For my Project Brief 2, I tried to convey how I feel and what goes on in my head on a daily basis. Not EVERY day but most of the days these are the things that got the best of me. A bit too deep for the first project? I think so too but a lot has been going on in my life since university started and I really feel like this project helped me in somewhat release all my anxiety into the project. However in some ways also added to it because this is the first major assignment for Media 1 and of course I wanted to do the best I can , I do feel like I could’ve done much better. In my previous blog posts I have strongly expressed how terrible I am at explaining concepts and expressing how I feel using my words, but here goes nothing..
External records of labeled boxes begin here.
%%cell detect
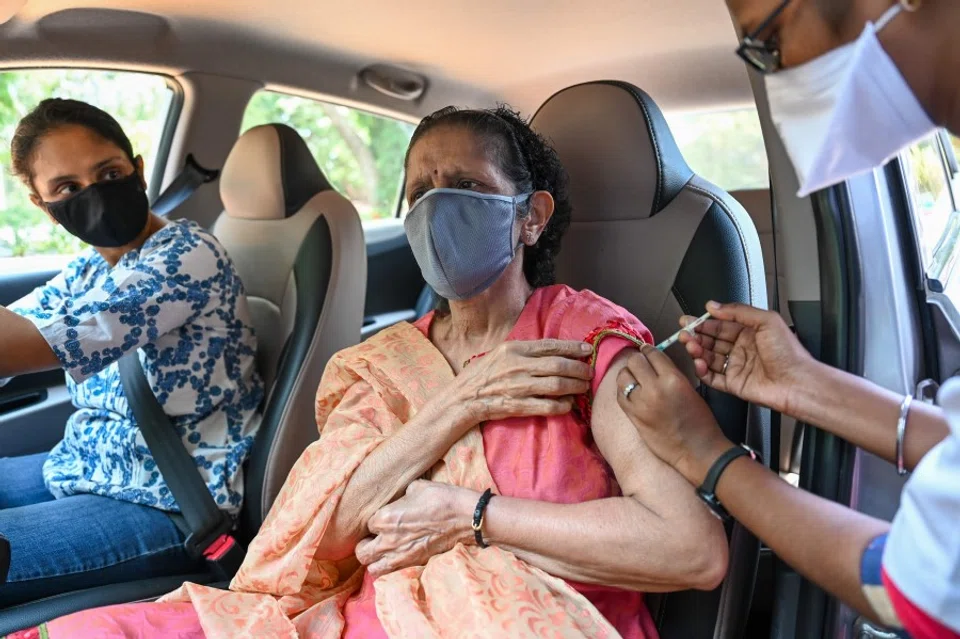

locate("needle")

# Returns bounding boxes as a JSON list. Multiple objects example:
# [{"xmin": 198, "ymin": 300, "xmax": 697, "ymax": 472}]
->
[{"xmin": 656, "ymin": 313, "xmax": 710, "ymax": 351}]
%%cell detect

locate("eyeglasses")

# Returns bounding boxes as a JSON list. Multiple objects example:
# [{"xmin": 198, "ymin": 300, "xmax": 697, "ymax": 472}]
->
[{"xmin": 737, "ymin": 0, "xmax": 790, "ymax": 74}]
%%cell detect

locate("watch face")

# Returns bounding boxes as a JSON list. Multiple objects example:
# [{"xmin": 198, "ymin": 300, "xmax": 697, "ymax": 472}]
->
[
  {"xmin": 697, "ymin": 490, "xmax": 730, "ymax": 522},
  {"xmin": 740, "ymin": 444, "xmax": 763, "ymax": 464}
]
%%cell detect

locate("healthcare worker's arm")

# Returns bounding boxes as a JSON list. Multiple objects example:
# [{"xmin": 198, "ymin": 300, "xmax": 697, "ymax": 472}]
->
[
  {"xmin": 681, "ymin": 303, "xmax": 948, "ymax": 469},
  {"xmin": 0, "ymin": 306, "xmax": 60, "ymax": 379},
  {"xmin": 618, "ymin": 347, "xmax": 889, "ymax": 619}
]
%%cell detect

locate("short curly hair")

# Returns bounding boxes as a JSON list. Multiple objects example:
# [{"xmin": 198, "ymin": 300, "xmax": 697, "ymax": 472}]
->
[{"xmin": 404, "ymin": 104, "xmax": 573, "ymax": 288}]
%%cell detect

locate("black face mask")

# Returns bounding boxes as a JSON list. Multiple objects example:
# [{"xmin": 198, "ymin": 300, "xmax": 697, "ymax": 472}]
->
[{"xmin": 44, "ymin": 171, "xmax": 150, "ymax": 248}]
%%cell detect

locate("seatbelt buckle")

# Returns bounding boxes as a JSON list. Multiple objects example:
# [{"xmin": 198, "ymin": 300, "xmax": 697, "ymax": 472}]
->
[
  {"xmin": 183, "ymin": 511, "xmax": 246, "ymax": 581},
  {"xmin": 203, "ymin": 534, "xmax": 246, "ymax": 581}
]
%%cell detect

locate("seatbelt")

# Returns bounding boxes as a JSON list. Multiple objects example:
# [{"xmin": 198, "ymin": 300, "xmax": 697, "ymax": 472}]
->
[
  {"xmin": 150, "ymin": 153, "xmax": 220, "ymax": 216},
  {"xmin": 767, "ymin": 176, "xmax": 784, "ymax": 474},
  {"xmin": 117, "ymin": 351, "xmax": 244, "ymax": 579}
]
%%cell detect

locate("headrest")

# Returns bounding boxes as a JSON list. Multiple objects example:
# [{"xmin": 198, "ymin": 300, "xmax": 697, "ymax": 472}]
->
[
  {"xmin": 220, "ymin": 124, "xmax": 332, "ymax": 220},
  {"xmin": 531, "ymin": 81, "xmax": 693, "ymax": 222}
]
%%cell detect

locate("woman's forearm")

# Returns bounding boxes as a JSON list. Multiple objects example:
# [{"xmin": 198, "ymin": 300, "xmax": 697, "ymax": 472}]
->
[
  {"xmin": 783, "ymin": 362, "xmax": 948, "ymax": 469},
  {"xmin": 484, "ymin": 497, "xmax": 727, "ymax": 592},
  {"xmin": 681, "ymin": 447, "xmax": 890, "ymax": 617},
  {"xmin": 0, "ymin": 306, "xmax": 60, "ymax": 378},
  {"xmin": 320, "ymin": 401, "xmax": 474, "ymax": 559}
]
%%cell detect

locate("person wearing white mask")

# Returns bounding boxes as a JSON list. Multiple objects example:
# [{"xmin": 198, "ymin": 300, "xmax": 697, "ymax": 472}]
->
[{"xmin": 617, "ymin": 0, "xmax": 960, "ymax": 639}]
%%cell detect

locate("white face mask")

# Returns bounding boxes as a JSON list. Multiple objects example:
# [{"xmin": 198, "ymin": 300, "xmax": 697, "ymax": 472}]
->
[{"xmin": 765, "ymin": 4, "xmax": 936, "ymax": 197}]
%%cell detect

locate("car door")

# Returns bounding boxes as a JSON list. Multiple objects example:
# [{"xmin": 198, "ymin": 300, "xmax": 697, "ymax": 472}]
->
[{"xmin": 0, "ymin": 68, "xmax": 180, "ymax": 456}]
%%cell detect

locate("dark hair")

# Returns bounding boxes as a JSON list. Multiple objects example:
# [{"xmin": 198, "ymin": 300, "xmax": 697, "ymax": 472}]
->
[
  {"xmin": 404, "ymin": 104, "xmax": 573, "ymax": 288},
  {"xmin": 10, "ymin": 98, "xmax": 134, "ymax": 186}
]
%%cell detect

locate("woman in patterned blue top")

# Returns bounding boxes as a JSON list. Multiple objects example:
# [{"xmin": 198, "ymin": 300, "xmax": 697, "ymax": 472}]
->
[{"xmin": 0, "ymin": 99, "xmax": 263, "ymax": 608}]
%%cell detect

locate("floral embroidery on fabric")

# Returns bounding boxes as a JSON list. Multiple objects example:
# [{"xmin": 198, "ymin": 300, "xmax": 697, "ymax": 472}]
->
[
  {"xmin": 10, "ymin": 221, "xmax": 263, "ymax": 513},
  {"xmin": 0, "ymin": 624, "xmax": 50, "ymax": 639}
]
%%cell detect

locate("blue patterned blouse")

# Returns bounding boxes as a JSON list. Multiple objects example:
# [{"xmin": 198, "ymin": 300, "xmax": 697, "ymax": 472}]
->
[{"xmin": 10, "ymin": 221, "xmax": 263, "ymax": 514}]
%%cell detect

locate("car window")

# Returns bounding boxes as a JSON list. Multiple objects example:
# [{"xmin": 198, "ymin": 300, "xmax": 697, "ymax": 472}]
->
[
  {"xmin": 0, "ymin": 69, "xmax": 175, "ymax": 260},
  {"xmin": 241, "ymin": 91, "xmax": 415, "ymax": 222},
  {"xmin": 902, "ymin": 134, "xmax": 960, "ymax": 304},
  {"xmin": 666, "ymin": 108, "xmax": 770, "ymax": 191}
]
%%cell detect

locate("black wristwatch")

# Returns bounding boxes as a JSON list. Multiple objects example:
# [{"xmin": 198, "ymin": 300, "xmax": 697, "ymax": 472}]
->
[{"xmin": 697, "ymin": 444, "xmax": 761, "ymax": 522}]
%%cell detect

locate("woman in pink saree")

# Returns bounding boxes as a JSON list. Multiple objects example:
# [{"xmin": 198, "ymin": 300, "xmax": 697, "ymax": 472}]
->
[{"xmin": 14, "ymin": 107, "xmax": 727, "ymax": 639}]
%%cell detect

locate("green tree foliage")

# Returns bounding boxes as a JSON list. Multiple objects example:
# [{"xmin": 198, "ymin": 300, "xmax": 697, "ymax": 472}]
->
[
  {"xmin": 241, "ymin": 91, "xmax": 414, "ymax": 220},
  {"xmin": 0, "ymin": 69, "xmax": 413, "ymax": 257},
  {"xmin": 667, "ymin": 108, "xmax": 770, "ymax": 191}
]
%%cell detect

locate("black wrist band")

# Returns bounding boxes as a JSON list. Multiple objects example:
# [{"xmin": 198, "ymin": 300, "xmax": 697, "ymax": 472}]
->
[
  {"xmin": 697, "ymin": 446, "xmax": 760, "ymax": 521},
  {"xmin": 470, "ymin": 488, "xmax": 493, "ymax": 548}
]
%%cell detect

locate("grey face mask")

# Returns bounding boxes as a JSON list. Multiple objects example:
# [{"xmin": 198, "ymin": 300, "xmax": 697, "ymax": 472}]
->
[{"xmin": 403, "ymin": 189, "xmax": 531, "ymax": 300}]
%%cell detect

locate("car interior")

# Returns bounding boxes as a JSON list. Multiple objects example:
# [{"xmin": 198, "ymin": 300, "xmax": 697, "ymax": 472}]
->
[{"xmin": 0, "ymin": 0, "xmax": 960, "ymax": 639}]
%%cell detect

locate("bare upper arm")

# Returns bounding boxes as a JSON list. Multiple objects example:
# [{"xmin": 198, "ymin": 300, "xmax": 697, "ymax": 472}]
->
[
  {"xmin": 591, "ymin": 349, "xmax": 708, "ymax": 515},
  {"xmin": 0, "ymin": 306, "xmax": 60, "ymax": 378}
]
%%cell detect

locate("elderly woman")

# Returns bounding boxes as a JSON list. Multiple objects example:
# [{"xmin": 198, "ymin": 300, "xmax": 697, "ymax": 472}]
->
[{"xmin": 11, "ymin": 108, "xmax": 727, "ymax": 639}]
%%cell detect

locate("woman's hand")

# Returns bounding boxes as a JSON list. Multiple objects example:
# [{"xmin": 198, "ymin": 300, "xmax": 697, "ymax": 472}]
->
[
  {"xmin": 617, "ymin": 345, "xmax": 733, "ymax": 486},
  {"xmin": 356, "ymin": 479, "xmax": 480, "ymax": 577},
  {"xmin": 453, "ymin": 339, "xmax": 593, "ymax": 423},
  {"xmin": 680, "ymin": 302, "xmax": 816, "ymax": 414}
]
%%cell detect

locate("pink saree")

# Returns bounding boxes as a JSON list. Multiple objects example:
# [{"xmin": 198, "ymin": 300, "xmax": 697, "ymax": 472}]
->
[{"xmin": 11, "ymin": 286, "xmax": 657, "ymax": 639}]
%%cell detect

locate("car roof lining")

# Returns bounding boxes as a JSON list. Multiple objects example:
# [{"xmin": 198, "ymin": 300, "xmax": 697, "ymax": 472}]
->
[{"xmin": 0, "ymin": 0, "xmax": 753, "ymax": 118}]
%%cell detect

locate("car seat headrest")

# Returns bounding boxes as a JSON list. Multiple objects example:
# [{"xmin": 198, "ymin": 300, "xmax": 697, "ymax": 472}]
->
[
  {"xmin": 220, "ymin": 124, "xmax": 333, "ymax": 220},
  {"xmin": 531, "ymin": 81, "xmax": 693, "ymax": 222}
]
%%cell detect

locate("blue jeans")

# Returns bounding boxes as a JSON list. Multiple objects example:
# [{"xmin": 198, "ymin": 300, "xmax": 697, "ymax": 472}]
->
[{"xmin": 0, "ymin": 453, "xmax": 203, "ymax": 609}]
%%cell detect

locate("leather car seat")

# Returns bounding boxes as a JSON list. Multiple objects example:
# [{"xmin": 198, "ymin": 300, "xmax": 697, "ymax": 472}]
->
[{"xmin": 0, "ymin": 124, "xmax": 367, "ymax": 636}]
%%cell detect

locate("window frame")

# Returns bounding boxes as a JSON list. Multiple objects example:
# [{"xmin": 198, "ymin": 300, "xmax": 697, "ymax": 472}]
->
[{"xmin": 147, "ymin": 76, "xmax": 185, "ymax": 203}]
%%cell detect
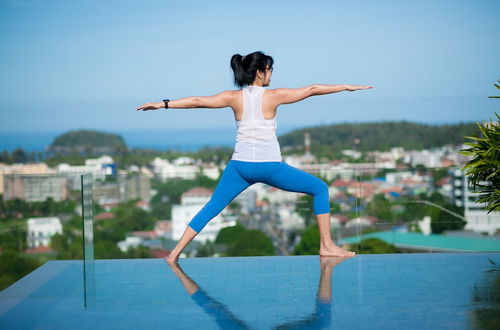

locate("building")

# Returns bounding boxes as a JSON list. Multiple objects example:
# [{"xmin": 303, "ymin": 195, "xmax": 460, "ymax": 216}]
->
[
  {"xmin": 452, "ymin": 169, "xmax": 500, "ymax": 235},
  {"xmin": 3, "ymin": 174, "xmax": 68, "ymax": 202},
  {"xmin": 56, "ymin": 156, "xmax": 116, "ymax": 190},
  {"xmin": 93, "ymin": 173, "xmax": 151, "ymax": 205},
  {"xmin": 26, "ymin": 217, "xmax": 62, "ymax": 248},
  {"xmin": 0, "ymin": 163, "xmax": 53, "ymax": 194}
]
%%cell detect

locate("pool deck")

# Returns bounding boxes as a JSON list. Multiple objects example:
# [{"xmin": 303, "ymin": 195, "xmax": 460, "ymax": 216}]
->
[{"xmin": 0, "ymin": 252, "xmax": 500, "ymax": 330}]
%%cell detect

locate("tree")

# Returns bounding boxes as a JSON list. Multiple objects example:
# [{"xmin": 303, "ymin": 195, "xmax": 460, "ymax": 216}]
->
[
  {"xmin": 461, "ymin": 112, "xmax": 500, "ymax": 213},
  {"xmin": 215, "ymin": 222, "xmax": 275, "ymax": 257},
  {"xmin": 227, "ymin": 229, "xmax": 275, "ymax": 257},
  {"xmin": 350, "ymin": 238, "xmax": 398, "ymax": 254}
]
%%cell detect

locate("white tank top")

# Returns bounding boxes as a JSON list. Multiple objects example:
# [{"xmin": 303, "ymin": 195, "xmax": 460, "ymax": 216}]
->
[{"xmin": 231, "ymin": 86, "xmax": 282, "ymax": 162}]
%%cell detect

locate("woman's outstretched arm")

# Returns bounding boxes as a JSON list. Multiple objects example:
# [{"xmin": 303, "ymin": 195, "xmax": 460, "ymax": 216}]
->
[
  {"xmin": 136, "ymin": 91, "xmax": 236, "ymax": 111},
  {"xmin": 272, "ymin": 84, "xmax": 372, "ymax": 105}
]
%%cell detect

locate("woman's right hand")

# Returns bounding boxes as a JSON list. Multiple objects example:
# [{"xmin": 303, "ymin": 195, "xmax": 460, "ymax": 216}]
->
[
  {"xmin": 345, "ymin": 85, "xmax": 373, "ymax": 92},
  {"xmin": 135, "ymin": 102, "xmax": 165, "ymax": 111}
]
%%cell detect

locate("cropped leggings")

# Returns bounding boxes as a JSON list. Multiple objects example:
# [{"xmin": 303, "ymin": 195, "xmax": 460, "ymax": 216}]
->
[{"xmin": 188, "ymin": 159, "xmax": 330, "ymax": 233}]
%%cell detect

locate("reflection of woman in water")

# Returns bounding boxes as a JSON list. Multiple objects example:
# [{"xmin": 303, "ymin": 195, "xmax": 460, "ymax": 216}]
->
[
  {"xmin": 136, "ymin": 52, "xmax": 372, "ymax": 262},
  {"xmin": 168, "ymin": 257, "xmax": 346, "ymax": 329}
]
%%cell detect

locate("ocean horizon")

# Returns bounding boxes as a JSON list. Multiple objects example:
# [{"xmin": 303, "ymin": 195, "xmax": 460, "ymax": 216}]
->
[{"xmin": 0, "ymin": 128, "xmax": 293, "ymax": 152}]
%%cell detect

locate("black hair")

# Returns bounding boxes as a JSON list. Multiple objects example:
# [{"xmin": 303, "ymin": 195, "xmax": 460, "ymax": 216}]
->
[{"xmin": 231, "ymin": 52, "xmax": 274, "ymax": 88}]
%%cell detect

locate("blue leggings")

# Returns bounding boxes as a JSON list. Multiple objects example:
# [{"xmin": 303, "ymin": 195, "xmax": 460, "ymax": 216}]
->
[{"xmin": 188, "ymin": 159, "xmax": 330, "ymax": 233}]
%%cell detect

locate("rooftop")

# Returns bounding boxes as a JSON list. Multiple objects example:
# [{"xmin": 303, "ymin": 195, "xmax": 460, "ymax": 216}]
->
[
  {"xmin": 0, "ymin": 252, "xmax": 500, "ymax": 329},
  {"xmin": 341, "ymin": 230, "xmax": 500, "ymax": 252}
]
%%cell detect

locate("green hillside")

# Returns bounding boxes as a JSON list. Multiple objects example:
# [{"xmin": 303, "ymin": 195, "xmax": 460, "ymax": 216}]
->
[{"xmin": 51, "ymin": 130, "xmax": 126, "ymax": 149}]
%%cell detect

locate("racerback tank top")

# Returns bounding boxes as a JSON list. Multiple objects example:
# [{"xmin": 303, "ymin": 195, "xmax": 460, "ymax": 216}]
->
[{"xmin": 231, "ymin": 86, "xmax": 282, "ymax": 162}]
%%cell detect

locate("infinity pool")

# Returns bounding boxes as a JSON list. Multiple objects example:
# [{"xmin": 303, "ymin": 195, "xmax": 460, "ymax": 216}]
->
[{"xmin": 0, "ymin": 253, "xmax": 500, "ymax": 329}]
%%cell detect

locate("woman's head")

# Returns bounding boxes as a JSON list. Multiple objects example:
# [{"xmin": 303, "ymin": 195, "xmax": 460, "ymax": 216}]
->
[{"xmin": 231, "ymin": 52, "xmax": 274, "ymax": 88}]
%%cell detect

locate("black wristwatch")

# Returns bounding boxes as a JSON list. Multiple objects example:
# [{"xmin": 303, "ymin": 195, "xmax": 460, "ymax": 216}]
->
[{"xmin": 163, "ymin": 99, "xmax": 170, "ymax": 109}]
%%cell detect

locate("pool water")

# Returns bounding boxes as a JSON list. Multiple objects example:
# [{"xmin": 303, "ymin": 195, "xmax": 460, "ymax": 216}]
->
[{"xmin": 0, "ymin": 252, "xmax": 500, "ymax": 329}]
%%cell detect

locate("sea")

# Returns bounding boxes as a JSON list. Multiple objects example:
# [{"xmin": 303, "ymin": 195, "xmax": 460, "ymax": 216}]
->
[{"xmin": 0, "ymin": 128, "xmax": 292, "ymax": 152}]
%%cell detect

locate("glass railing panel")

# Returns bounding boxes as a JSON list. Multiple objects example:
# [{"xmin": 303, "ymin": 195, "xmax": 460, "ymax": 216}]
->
[{"xmin": 81, "ymin": 174, "xmax": 95, "ymax": 307}]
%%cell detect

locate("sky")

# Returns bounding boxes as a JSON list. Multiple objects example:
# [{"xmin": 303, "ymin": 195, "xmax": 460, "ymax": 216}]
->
[{"xmin": 0, "ymin": 0, "xmax": 500, "ymax": 136}]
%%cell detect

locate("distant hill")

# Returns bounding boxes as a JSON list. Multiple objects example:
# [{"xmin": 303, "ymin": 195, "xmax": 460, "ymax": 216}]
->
[
  {"xmin": 47, "ymin": 130, "xmax": 127, "ymax": 154},
  {"xmin": 279, "ymin": 121, "xmax": 478, "ymax": 153}
]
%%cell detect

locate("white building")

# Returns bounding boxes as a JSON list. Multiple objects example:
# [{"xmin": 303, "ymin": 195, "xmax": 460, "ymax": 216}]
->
[
  {"xmin": 409, "ymin": 149, "xmax": 442, "ymax": 168},
  {"xmin": 278, "ymin": 207, "xmax": 305, "ymax": 230},
  {"xmin": 117, "ymin": 236, "xmax": 143, "ymax": 252},
  {"xmin": 172, "ymin": 187, "xmax": 223, "ymax": 242},
  {"xmin": 27, "ymin": 217, "xmax": 62, "ymax": 249},
  {"xmin": 56, "ymin": 155, "xmax": 114, "ymax": 190},
  {"xmin": 151, "ymin": 157, "xmax": 200, "ymax": 180},
  {"xmin": 452, "ymin": 169, "xmax": 500, "ymax": 235}
]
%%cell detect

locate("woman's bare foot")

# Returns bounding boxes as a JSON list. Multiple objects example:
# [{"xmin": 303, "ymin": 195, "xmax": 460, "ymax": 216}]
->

At first when we were first told about this project, I had honestly no clue what I was going to do and how I was going to do it. Once the ideas started flowing I really wanted to show a softer side of me, with a more mellow feel to my video. However life got in the way of that. The usual sudden wave of life struggles and obstacles triggered the anxiety in me which in the end is clearly shown in my sequence. The first thing I added to my sequence was the audio of me tapping my pen on the table which represents 2 things, my heart beat and the clock ticking. This gives the video a sort of beat and momentum to it as well as hopefully engage the audience into the suspense of each tap. So I wake up in the morning with a burning fire in me to do life, I’m excited to see what the day has in store for me which is represented by the match being lit up. I used the fast forward effect to project how I feel that my day just goes by in a blink of an eye…and throughout the day, anxiety starts kicking in. It starts from attending classes and feeling like I’m not good enough for this course, to problems back at home. I tried showing this in a three part continuous sequence which starts of with the slow ocean waves followed by the boiling water and then me crushing an egg. My original use of the boiling water clip was to show the bubbly side of me and the egg to represent that I am “hard on the outside soft on the inside” but after the change of plan, the egg at the end of the three part sequence now represents that if I put too much pressure on myself, I will eventually crack. The day then is coming to an end and I am slowly winding down to yet another emotionally stressful day with the background audio of a crowded place to represent all the different thoughts in my head, all the damn overthinking. It ends with me mentally and physically burning out for the day.
I feel like I have successfully conveyed the story I wanted to tell with an implicit meaning behind it. Given more time and I would’ve gotten better footage and really try to show me as a person overall and not just this negative vibe that had taken over me whilst doing this project. Throughout this project I discovered many fascinating effects like rewind, fast forward and more. Looking forward to learning more editing techniques, being able to show a more creative side of me, and learning how to reflect on my projects better.